What is Kafka Consumer Group ID?

Yuzo_Koyama /

Your thoughts?

EatFreshRupesh /

When people talk about a "Kafka consumer" they can mean different things...and it leads to some confusion.

A Kafka consumer is technically a process that is part of a larger group. This collective group of consumers is called a "consumer group".

It is the collective responsibility of a consumer group to process messages from a given topic. Each consumer within the group ideally will read from one partition. Kafka balances the number of partitions across the number of available consumers in the group.

The groupId associates a Kafka consumer with a consumer group....
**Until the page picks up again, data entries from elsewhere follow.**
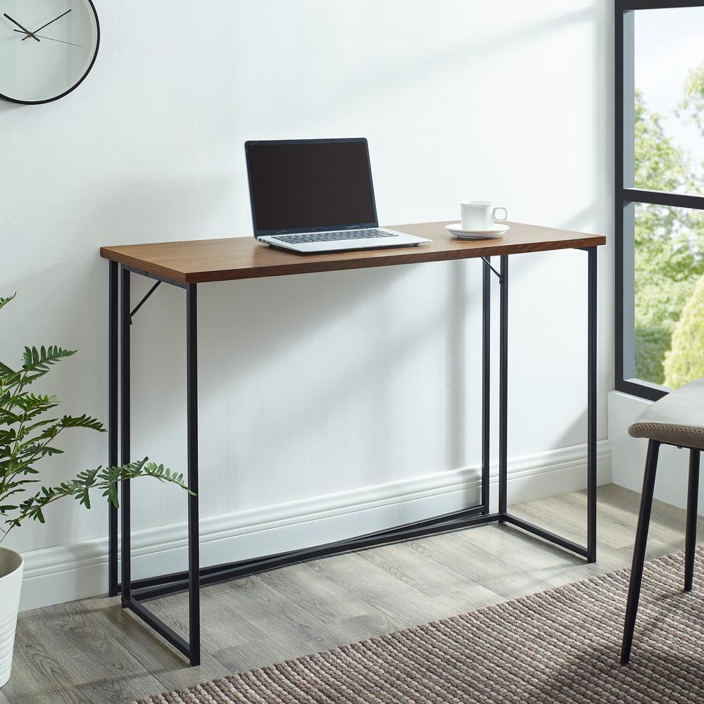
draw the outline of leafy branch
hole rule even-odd
[[[0,309],[14,298],[15,294],[0,297]],[[74,428],[105,432],[99,420],[85,414],[43,417],[59,405],[58,398],[26,390],[56,364],[74,354],[75,351],[56,345],[25,347],[20,367],[0,362],[0,517],[6,527],[0,527],[0,543],[25,520],[44,523],[44,508],[60,498],[73,496],[90,508],[90,492],[97,489],[117,507],[117,485],[125,479],[151,477],[192,494],[182,473],[149,462],[149,458],[121,467],[84,470],[70,481],[36,490],[33,485],[40,482],[36,478],[39,472],[35,465],[44,457],[63,453],[56,444],[59,434]]]

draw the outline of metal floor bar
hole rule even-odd
[[[522,518],[518,518],[516,516],[512,516],[510,513],[507,513],[504,516],[503,520],[506,523],[510,523],[517,528],[520,528],[522,530],[532,533],[533,535],[537,536],[539,538],[542,538],[550,543],[554,543],[555,545],[560,546],[560,548],[569,550],[572,553],[576,553],[583,558],[589,557],[589,551],[586,548],[571,540],[567,540],[566,538],[562,538],[561,536],[556,535],[555,533],[551,533],[550,531],[546,530],[544,528],[541,528],[539,526],[529,523],[528,521],[524,521]]]
[[[167,626],[158,616],[143,606],[134,597],[125,601],[125,608],[139,616],[148,626],[151,626],[162,638],[168,641],[187,658],[190,658],[190,646],[188,641],[172,628]]]
[[[482,422],[481,503],[470,508],[394,527],[344,540],[237,562],[199,567],[198,523],[198,406],[197,406],[197,320],[196,285],[183,284],[147,274],[124,265],[120,275],[114,263],[111,264],[109,289],[109,418],[108,458],[117,463],[118,420],[120,421],[120,448],[122,463],[130,459],[130,272],[164,281],[187,292],[187,389],[188,482],[196,496],[188,499],[189,569],[170,574],[132,580],[130,570],[130,484],[122,484],[122,581],[117,582],[118,548],[117,512],[110,510],[109,591],[122,594],[123,607],[137,616],[189,658],[191,665],[200,662],[201,586],[228,582],[287,565],[315,560],[357,550],[364,550],[391,543],[413,540],[439,533],[472,528],[491,523],[501,523],[519,529],[565,550],[585,558],[596,559],[596,248],[586,249],[589,254],[589,325],[588,325],[588,458],[587,458],[587,546],[556,535],[508,513],[508,256],[500,258],[500,270],[484,259],[482,279]],[[491,277],[496,275],[501,286],[499,332],[498,394],[498,506],[497,513],[489,513],[490,460],[490,371],[491,371]],[[118,286],[122,290],[118,298]],[[156,289],[152,287],[151,291]],[[147,296],[149,297],[149,296]],[[145,299],[146,300],[146,298]],[[118,306],[119,301],[119,306]],[[137,312],[133,311],[133,313]],[[118,329],[120,332],[118,341]],[[118,372],[121,371],[118,386]],[[120,389],[121,408],[118,415]],[[124,585],[124,589],[123,589]],[[189,636],[182,636],[167,626],[143,605],[144,601],[180,591],[189,593]]]
[[[223,565],[201,567],[201,584],[216,584],[269,570],[276,570],[287,565],[294,565],[310,560],[331,557],[334,555],[365,550],[391,543],[415,540],[460,528],[485,525],[495,522],[499,519],[498,513],[484,513],[482,506],[477,506],[470,510],[458,512],[455,515],[456,517],[451,517],[453,515],[449,515],[451,517],[439,517],[430,521],[420,521],[417,524],[411,523],[399,528],[380,531],[378,533],[370,533],[356,538],[349,538],[301,550],[292,550]],[[132,583],[132,596],[134,598],[144,601],[184,591],[188,589],[187,579],[188,572],[182,572],[137,580]]]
If a topic has 3 partitions and you have 2 consumers operating within the same consumer group, one of the consumers will read from 2 partitions and the other will read from 1.

If a topic has 4 partitions and you have 2 consumers operating within the same group then both consumers will read from 2 partitions.
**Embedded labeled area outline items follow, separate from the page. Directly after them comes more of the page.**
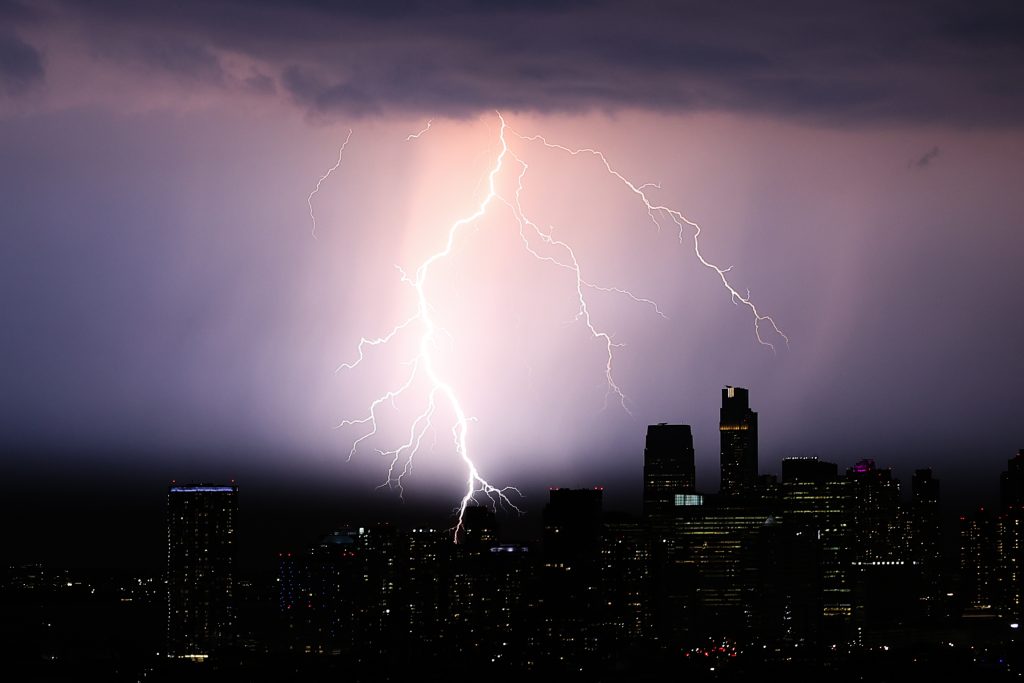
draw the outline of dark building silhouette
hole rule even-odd
[[[643,452],[643,516],[658,523],[672,517],[677,497],[694,493],[693,434],[689,425],[647,427]]]
[[[942,517],[939,480],[931,469],[914,470],[910,479],[910,515],[907,559],[921,575],[920,600],[926,616],[937,616],[942,607]]]
[[[204,659],[233,639],[239,488],[167,490],[167,654]]]
[[[552,488],[544,507],[541,610],[534,649],[542,668],[579,671],[600,643],[601,488]]]
[[[721,493],[750,495],[758,479],[758,414],[751,410],[746,389],[731,386],[722,389],[718,428],[722,440]]]
[[[997,612],[999,602],[999,549],[995,514],[978,508],[959,518],[961,590],[967,614]]]
[[[835,463],[782,461],[786,585],[794,636],[842,636],[853,613],[853,492]]]
[[[1001,614],[1024,618],[1024,450],[999,475],[1001,509],[996,517],[998,603]]]
[[[999,503],[1004,510],[1024,507],[1024,449],[1007,461],[1007,471],[999,475]]]

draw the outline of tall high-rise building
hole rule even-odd
[[[999,502],[1004,510],[1024,508],[1024,450],[1007,461],[1007,471],[999,475]]]
[[[643,516],[665,521],[677,496],[694,493],[693,434],[689,425],[660,423],[647,427],[643,451]]]
[[[748,390],[731,386],[722,389],[720,415],[721,492],[726,496],[749,495],[758,480],[758,414],[751,410]]]
[[[205,659],[233,635],[239,487],[167,489],[167,654]]]

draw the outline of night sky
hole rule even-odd
[[[415,313],[402,272],[480,206],[499,112],[658,183],[648,196],[700,225],[705,257],[791,340],[762,324],[776,348],[760,345],[692,230],[658,229],[598,159],[507,134],[523,211],[589,282],[665,315],[586,293],[623,344],[627,412],[572,274],[524,250],[508,204],[434,266],[438,373],[475,419],[481,475],[519,486],[527,517],[549,485],[636,509],[655,422],[692,425],[697,486],[716,490],[726,384],[751,390],[762,472],[873,458],[907,486],[932,467],[950,505],[993,501],[1024,447],[1020,3],[341,4],[0,0],[16,558],[59,557],[60,538],[76,561],[123,561],[138,535],[159,558],[171,479],[238,480],[248,538],[278,545],[301,510],[310,532],[443,518],[466,477],[449,407],[404,503],[376,488],[376,450],[409,438],[424,387],[350,461],[365,430],[338,427],[401,384],[419,338],[336,369]],[[349,131],[314,237],[307,198]],[[513,202],[507,162],[496,190]]]

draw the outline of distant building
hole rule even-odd
[[[1024,508],[1024,450],[1007,461],[1007,471],[999,475],[999,502],[1004,510]]]
[[[239,487],[167,489],[167,654],[205,659],[233,639]]]
[[[655,523],[671,519],[677,498],[694,493],[694,480],[690,426],[663,422],[647,427],[643,451],[644,519]]]
[[[719,433],[722,441],[722,483],[725,496],[746,496],[758,480],[758,414],[741,387],[722,389]]]

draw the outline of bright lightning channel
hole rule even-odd
[[[570,147],[563,146],[561,144],[556,144],[549,142],[545,137],[541,135],[521,135],[509,128],[505,121],[505,118],[498,113],[498,119],[500,122],[500,128],[498,133],[498,139],[500,142],[501,151],[499,152],[497,158],[495,159],[494,166],[487,174],[487,193],[477,205],[475,211],[470,215],[460,218],[455,221],[447,230],[447,239],[444,246],[439,251],[430,255],[426,260],[424,260],[415,271],[415,275],[410,276],[406,272],[399,272],[401,274],[402,282],[412,286],[416,292],[417,308],[416,312],[394,326],[387,334],[381,337],[368,338],[362,337],[359,339],[357,345],[357,357],[350,361],[340,365],[336,372],[342,372],[347,370],[353,370],[358,367],[367,357],[368,347],[381,346],[389,343],[399,334],[411,330],[413,328],[418,328],[419,330],[419,344],[418,352],[416,356],[408,364],[410,368],[408,375],[404,380],[395,388],[389,389],[383,394],[379,395],[370,403],[370,409],[365,417],[358,419],[346,419],[340,422],[337,426],[346,427],[352,425],[361,425],[368,427],[368,431],[361,436],[356,438],[352,442],[352,446],[348,454],[348,460],[351,460],[355,456],[359,449],[359,445],[367,439],[373,437],[378,432],[377,423],[377,413],[378,409],[384,403],[394,404],[395,399],[400,396],[406,390],[410,389],[416,382],[416,380],[423,376],[426,378],[430,390],[427,395],[426,405],[419,413],[419,415],[412,421],[409,428],[408,438],[403,443],[390,451],[378,450],[378,454],[385,458],[390,459],[388,465],[387,479],[381,484],[381,486],[387,486],[395,488],[398,490],[399,497],[402,495],[402,480],[410,474],[413,468],[413,460],[416,454],[419,452],[423,439],[427,432],[430,431],[433,425],[433,417],[437,410],[438,399],[443,399],[452,409],[455,414],[455,424],[452,427],[452,435],[454,439],[456,454],[462,459],[463,464],[466,467],[466,493],[460,501],[460,505],[457,508],[458,521],[456,523],[454,531],[454,540],[456,543],[459,542],[459,535],[464,530],[463,519],[466,513],[466,508],[470,503],[476,501],[478,495],[486,497],[492,506],[507,506],[513,510],[519,511],[519,509],[512,503],[509,495],[515,493],[519,495],[519,490],[514,486],[495,486],[484,479],[479,470],[477,469],[475,463],[470,457],[469,452],[469,423],[472,419],[466,414],[462,402],[459,400],[456,394],[455,388],[447,382],[445,382],[437,372],[434,364],[433,350],[437,347],[437,336],[442,333],[443,330],[438,328],[434,323],[430,312],[432,306],[426,294],[426,283],[430,275],[431,269],[439,261],[451,256],[455,240],[461,228],[475,222],[481,218],[486,212],[488,207],[495,202],[499,202],[508,207],[513,217],[516,220],[519,229],[519,237],[523,243],[523,249],[534,256],[535,258],[552,263],[553,265],[568,270],[574,280],[574,290],[577,298],[577,313],[575,319],[582,321],[586,326],[587,330],[590,332],[591,336],[598,341],[598,343],[603,345],[605,351],[605,367],[604,367],[604,378],[606,383],[605,391],[605,404],[607,404],[607,399],[610,396],[614,396],[616,401],[622,405],[623,410],[630,413],[628,405],[628,397],[625,392],[615,382],[613,374],[614,366],[614,353],[615,349],[623,346],[623,344],[612,340],[611,335],[599,328],[591,316],[590,307],[588,305],[588,300],[586,296],[586,291],[595,290],[605,293],[621,294],[633,300],[636,303],[650,306],[655,313],[665,317],[665,313],[658,307],[657,303],[651,299],[637,296],[630,292],[629,290],[621,289],[617,287],[607,287],[602,285],[597,285],[591,280],[584,278],[583,268],[580,264],[580,260],[577,258],[575,252],[572,250],[571,246],[566,242],[556,239],[553,236],[553,229],[548,228],[547,230],[542,229],[534,220],[526,216],[525,211],[522,208],[521,195],[523,191],[523,181],[526,176],[526,172],[529,169],[528,164],[517,154],[511,151],[508,143],[508,138],[506,137],[506,132],[510,133],[514,137],[522,140],[523,142],[538,142],[550,150],[556,150],[564,152],[572,157],[580,157],[584,155],[589,155],[596,157],[604,166],[605,170],[614,178],[624,183],[632,193],[634,193],[643,203],[647,215],[650,217],[654,225],[660,229],[662,222],[659,218],[671,220],[678,229],[679,241],[682,244],[685,240],[686,227],[690,227],[693,230],[693,250],[699,262],[708,268],[714,270],[722,285],[725,287],[726,291],[729,293],[730,299],[733,303],[737,305],[745,306],[750,309],[754,317],[754,332],[757,337],[758,343],[767,346],[774,350],[774,345],[766,340],[762,336],[761,326],[767,324],[771,329],[788,344],[788,338],[782,333],[782,331],[775,324],[775,321],[769,316],[761,313],[758,308],[754,305],[751,300],[750,292],[745,295],[740,294],[729,282],[726,273],[731,269],[730,267],[722,268],[710,261],[708,261],[703,255],[700,253],[699,245],[699,234],[700,226],[686,218],[681,212],[672,209],[671,207],[657,204],[652,202],[647,196],[646,190],[650,187],[659,188],[660,185],[656,183],[643,183],[635,184],[618,171],[616,171],[608,160],[605,158],[604,154],[593,148],[580,148],[573,150]],[[419,138],[421,135],[430,130],[432,120],[427,122],[425,128],[423,128],[418,133],[409,135],[406,139],[413,140]],[[329,175],[341,164],[342,156],[345,151],[345,146],[348,144],[351,138],[351,130],[349,130],[348,137],[345,138],[344,144],[342,144],[341,150],[338,153],[338,163],[334,165],[326,174],[324,174],[316,184],[316,188],[310,193],[307,200],[309,204],[310,218],[313,221],[313,234],[315,237],[315,217],[313,217],[312,211],[312,197],[315,195],[319,188],[321,184],[327,179]],[[518,173],[516,175],[515,191],[511,198],[502,197],[496,187],[497,178],[501,174],[503,168],[505,167],[507,160],[511,159],[512,164],[518,167]],[[544,245],[553,251],[557,255],[550,255],[547,253],[542,253],[539,251],[539,246]],[[396,266],[397,267],[397,266]]]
If a topic has 1 partition and you have 2 consumers then 1 consumer reads from 1 partition and the other just sits there...

theRealJS /

The group.id is how you distinguish different consumer groups. Remember that consumers work together in groups to read data from a particular topic.
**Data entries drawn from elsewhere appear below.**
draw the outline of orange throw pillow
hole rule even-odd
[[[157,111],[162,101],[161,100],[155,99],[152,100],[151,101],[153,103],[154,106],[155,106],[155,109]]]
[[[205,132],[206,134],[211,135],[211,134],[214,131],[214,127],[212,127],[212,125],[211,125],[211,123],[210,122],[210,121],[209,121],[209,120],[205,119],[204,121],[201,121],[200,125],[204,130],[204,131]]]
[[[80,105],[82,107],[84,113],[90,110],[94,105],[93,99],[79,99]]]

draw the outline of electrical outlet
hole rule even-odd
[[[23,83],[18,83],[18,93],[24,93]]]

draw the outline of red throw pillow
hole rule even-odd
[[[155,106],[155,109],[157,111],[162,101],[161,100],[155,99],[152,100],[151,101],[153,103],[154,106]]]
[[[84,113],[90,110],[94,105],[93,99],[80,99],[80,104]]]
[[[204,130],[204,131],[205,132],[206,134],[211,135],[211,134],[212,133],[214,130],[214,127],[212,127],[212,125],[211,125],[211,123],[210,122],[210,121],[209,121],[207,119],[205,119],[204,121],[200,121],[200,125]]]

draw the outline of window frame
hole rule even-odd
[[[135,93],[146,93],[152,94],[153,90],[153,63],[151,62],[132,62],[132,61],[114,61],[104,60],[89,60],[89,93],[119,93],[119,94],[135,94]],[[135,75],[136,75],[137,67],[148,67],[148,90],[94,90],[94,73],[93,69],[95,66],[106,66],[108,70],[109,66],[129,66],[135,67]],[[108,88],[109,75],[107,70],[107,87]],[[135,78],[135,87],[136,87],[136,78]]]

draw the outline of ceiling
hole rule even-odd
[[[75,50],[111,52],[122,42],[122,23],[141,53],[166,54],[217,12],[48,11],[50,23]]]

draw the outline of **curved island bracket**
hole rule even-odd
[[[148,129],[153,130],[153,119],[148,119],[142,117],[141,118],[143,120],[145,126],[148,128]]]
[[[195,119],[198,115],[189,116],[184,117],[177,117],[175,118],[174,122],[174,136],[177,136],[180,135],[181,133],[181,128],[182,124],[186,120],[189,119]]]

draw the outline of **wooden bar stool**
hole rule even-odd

Understanding group.id is fundamental to achieving maximum parallelism in Kafka. Remember that the number of partitions for a given topic will be balanced across the available consumers in the group.

blazingSaddles /

The group ID is very important to how different consumers "load balance" partitions. For example, if you have a topic with 10 partitions then two consumers with the same groupId will read from 5 partitions each.

If you have two consumers with different group ids, both consumers will read from 10 partitions.

In this sense, the groupId is how you define a "consumer group" or group of consumers reading from a given topic/partitions.